Betrachten wir dieses Vorgehen einmal vor dem Hintergrund, dass eine Rangordnung nicht existiert und das Pferd somit auch keinen Anspruch auf Führung uns gegenüber hegt, gehen wir davon aus, dass das Pferd auch keinerlei Idee hat unserer Aufforderung Folge zu leisten, nur weil wir dies auf eine bestimmte Art und Weise in einer bestimmten Position tun. Macht eine Anwendung von (schmerzhaftem) Druck überhaupt Sinn, wenn unser Gegenüber nicht weiß, was es tun soll?

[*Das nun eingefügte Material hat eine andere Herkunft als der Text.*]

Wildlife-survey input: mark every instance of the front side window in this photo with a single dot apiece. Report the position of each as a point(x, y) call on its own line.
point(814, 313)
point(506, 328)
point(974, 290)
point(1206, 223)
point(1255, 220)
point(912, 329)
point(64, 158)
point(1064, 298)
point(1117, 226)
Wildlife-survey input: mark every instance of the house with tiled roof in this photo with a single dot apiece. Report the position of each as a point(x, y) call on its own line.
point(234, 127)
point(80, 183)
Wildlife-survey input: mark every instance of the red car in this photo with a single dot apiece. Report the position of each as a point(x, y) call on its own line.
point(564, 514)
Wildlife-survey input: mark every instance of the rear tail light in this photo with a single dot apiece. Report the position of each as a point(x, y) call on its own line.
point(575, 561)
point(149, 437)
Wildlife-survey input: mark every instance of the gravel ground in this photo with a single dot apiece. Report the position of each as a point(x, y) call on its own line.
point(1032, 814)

Meiner Meinung nach nicht, insbesondere nicht, wenn wir den Fairnessgedanken weiter pflegen möchten… Über sorgfältigen Aufbau lässt sich ein Weichen durchaus auch mit wenig Druck erreichen, so dass das Pferd lernt, unsere Signale (z. B. leichter Druck an der Hinterhand) als Information zu deuten. Indem wir dem Pferd zum Beispiel gerade zu Beginn mehr Zeit zu einer überlegten Reaktion geben und bereits bei der kleinsten Bewegung in die richtige Richtung den Druck entfernen und das Pferd loben, können wir den Druck und damit auch den Stress deutlich reduzieren. Bereits in diesem frühen Stadium wird eine wichtige Grundlage der Zusammenarbeit gelegt. Lernt das Pferd hier bereits, das Druck einen informativen Charakter hat, dem eine positive Einstellung zugrunde liegt und dieser keine weiteren, unangenehmen Folgen hat, gestaltet sich die Weiterarbeit ungleich angenehmer – für Pferd UND Mensch.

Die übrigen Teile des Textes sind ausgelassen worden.